The NFL reaffirmed the ruling Tuesday, even as an intense uproar among players and fans grew to a boil regarding a play that was ruled on by a former Division III football referee.

“I think all of officiating knew that it was going to take a play like this to really wake everybody up,” said Rich Kollen, a retired Division I referee who coordinates football officials for about three dozen community colleges in Southern California.

Lance Easley is the side judge who ruled a “simultaneous catch” between Seattle receiver Golden Tate and Packers safety M.D. Jennings, who appeared to have possession of the ball when both players hit the ground. Another official initially ruled the play as an interception and touchback.

Both officials missed Tate shoving a defender out of the way as the pass came toward them, which should have resulted in a penalty for offensive pass interference.

The NFL requires its permanent officials to have at least 10 years’ experience, including at least five in major-college football. Easley, the least experienced of the Monday night crew, had four years of experience, none above Division III.

In fact, last summer Easley was deemed not ready to officiate at the Division I level, according to Karl Richins, who made the determination along with his staff at the Stars and Stripes Academy for Football Officials in Salt Lake City.

Easley, a Santa Maria resident, is among several referees who went from officiating small-college games to the NFL, which locked out its officials in June after their contract expired. Whereas seven-member NFL officiating crews by policy include no more than one rookie, the replacement crews are all rookies.

“You can imagine how they’re feeling as a whole,” said Bill McCabe, whose experience includes three decades officiating football in the Western Athletic and Mountain West conferences.
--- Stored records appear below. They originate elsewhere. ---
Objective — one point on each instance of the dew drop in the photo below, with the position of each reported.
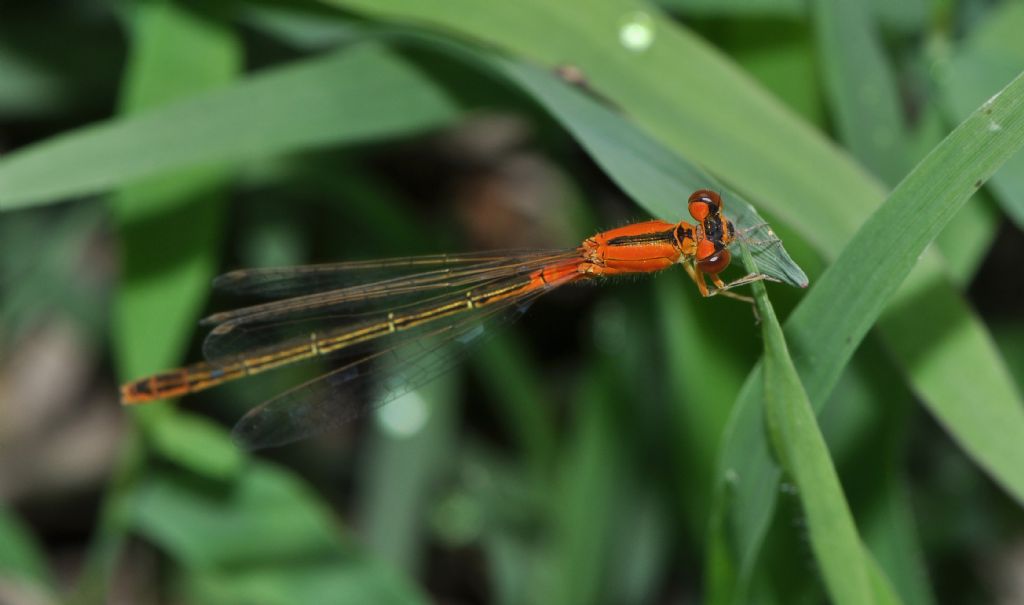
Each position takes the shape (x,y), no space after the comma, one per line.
(637,32)
(404,417)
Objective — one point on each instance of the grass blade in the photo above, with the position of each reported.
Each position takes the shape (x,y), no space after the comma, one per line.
(356,94)
(991,55)
(802,451)
(828,323)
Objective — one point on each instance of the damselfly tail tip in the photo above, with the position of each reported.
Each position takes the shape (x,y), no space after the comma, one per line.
(139,391)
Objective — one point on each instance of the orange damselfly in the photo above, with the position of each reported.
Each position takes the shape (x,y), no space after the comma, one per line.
(407,318)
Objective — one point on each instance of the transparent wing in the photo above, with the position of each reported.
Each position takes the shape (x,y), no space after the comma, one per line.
(766,249)
(295,319)
(346,393)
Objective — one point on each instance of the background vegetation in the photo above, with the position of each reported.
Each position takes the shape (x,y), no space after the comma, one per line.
(631,443)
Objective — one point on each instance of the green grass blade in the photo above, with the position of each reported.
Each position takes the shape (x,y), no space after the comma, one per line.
(992,54)
(710,110)
(263,538)
(861,89)
(802,451)
(143,338)
(826,327)
(168,270)
(356,94)
(680,91)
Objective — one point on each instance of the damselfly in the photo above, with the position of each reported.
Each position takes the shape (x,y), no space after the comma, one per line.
(411,317)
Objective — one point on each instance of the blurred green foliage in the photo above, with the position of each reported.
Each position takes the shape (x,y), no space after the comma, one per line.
(622,444)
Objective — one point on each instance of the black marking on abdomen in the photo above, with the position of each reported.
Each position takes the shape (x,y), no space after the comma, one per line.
(660,236)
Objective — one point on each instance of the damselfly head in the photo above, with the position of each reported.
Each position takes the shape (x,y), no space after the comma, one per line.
(705,203)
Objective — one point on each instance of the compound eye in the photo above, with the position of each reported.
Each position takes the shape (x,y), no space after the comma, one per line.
(716,263)
(704,203)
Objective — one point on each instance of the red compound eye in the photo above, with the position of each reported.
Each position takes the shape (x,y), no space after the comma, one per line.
(716,263)
(702,203)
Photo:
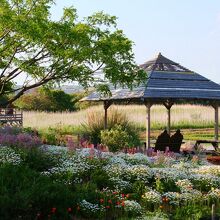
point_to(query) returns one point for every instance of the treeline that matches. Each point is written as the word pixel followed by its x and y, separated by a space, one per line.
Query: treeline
pixel 44 99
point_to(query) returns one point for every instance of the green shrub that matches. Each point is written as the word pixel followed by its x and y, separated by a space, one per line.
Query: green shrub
pixel 24 193
pixel 118 138
pixel 95 125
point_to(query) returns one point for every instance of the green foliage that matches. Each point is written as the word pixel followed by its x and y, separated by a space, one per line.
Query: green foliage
pixel 37 160
pixel 95 125
pixel 66 50
pixel 47 100
pixel 24 192
pixel 116 139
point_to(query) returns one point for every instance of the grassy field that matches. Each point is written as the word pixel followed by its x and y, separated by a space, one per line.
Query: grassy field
pixel 182 116
pixel 195 121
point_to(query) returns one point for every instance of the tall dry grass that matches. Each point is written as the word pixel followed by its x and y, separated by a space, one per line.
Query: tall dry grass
pixel 183 116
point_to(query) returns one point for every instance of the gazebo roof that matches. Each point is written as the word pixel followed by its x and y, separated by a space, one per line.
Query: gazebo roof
pixel 167 80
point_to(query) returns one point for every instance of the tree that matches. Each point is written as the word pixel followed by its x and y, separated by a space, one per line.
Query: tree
pixel 45 51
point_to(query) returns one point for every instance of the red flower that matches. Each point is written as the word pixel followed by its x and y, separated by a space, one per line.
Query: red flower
pixel 69 209
pixel 53 210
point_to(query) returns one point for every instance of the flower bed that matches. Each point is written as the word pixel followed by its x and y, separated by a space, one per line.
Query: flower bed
pixel 91 184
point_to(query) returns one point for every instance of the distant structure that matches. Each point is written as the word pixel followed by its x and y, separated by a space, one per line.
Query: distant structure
pixel 167 83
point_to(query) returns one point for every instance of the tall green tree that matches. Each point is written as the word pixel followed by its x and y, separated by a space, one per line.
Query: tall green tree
pixel 40 50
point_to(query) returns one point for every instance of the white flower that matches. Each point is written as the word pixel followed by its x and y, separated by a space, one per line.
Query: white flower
pixel 132 206
pixel 185 185
pixel 152 197
pixel 89 207
pixel 8 155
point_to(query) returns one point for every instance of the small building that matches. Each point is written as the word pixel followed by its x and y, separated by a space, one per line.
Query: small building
pixel 167 83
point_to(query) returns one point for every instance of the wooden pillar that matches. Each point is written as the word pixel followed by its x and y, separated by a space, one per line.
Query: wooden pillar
pixel 148 106
pixel 168 106
pixel 216 122
pixel 106 106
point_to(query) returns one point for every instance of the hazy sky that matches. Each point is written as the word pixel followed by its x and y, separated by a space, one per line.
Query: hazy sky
pixel 186 31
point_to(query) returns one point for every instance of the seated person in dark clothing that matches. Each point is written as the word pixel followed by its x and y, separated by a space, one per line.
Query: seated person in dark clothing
pixel 176 141
pixel 163 141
“They wanted to do it because they knew they’d never get [another] chance, and now I’m sure they’re thinking, ‘Boy, I’m not sure I would ever do this again.’”

Across the officiating community Tuesday, there was embarrassment and frustration.

“When you see this, then people have a tendency to question other officials, in the small-college game or wherever,” said Mike Burton, commissioner for the Northwest Intercollegiate Football Officials Assn. for Division II and III schools.

Said McCabe: “It’s affected all of officiating. ... It’s sad.”

Several longtime college officials described the lengthy and tedious process it takes to rise through the officiating ranks, from working high schools to community colleges, then up through the four-year college divisions and to the professional level.

Strimling said it’s not unusual for officials to spend a year or two attending spring practices and scrimmages before being allowed to officiate a small-college game.

“There’s things they’ve called and mistakes they made, and when you get to the NFL level you’ve already made those mistakes,” Strimling said.

Several top-level Bowl Championship Series conferences restricted their referees from becoming replacements in the NFL, which meant the league had to pull from the lower levels, such as Division II, Division III and the Lingerie Football League.

Compared to other echelons of football, the NFL offers unmatched speed, size and talent — and also a notoriously extensive rule book, said John Pemberton, who has officiated football games on nearly every level but the NFL since 1968.

“An old friend wrote that rule book,” Pemberton said. “There’s exceptions to exceptions to exceptions that we don’t have to deal with on the other levels.”

Then, the fact that the two referees were not in clear agreement when the play was over — one signaled a touchdown, the other a touchback — made it even worse.

“They couldn’t have scripted it any better to make a point that they need to bring back the regular officials,” Pemberton said.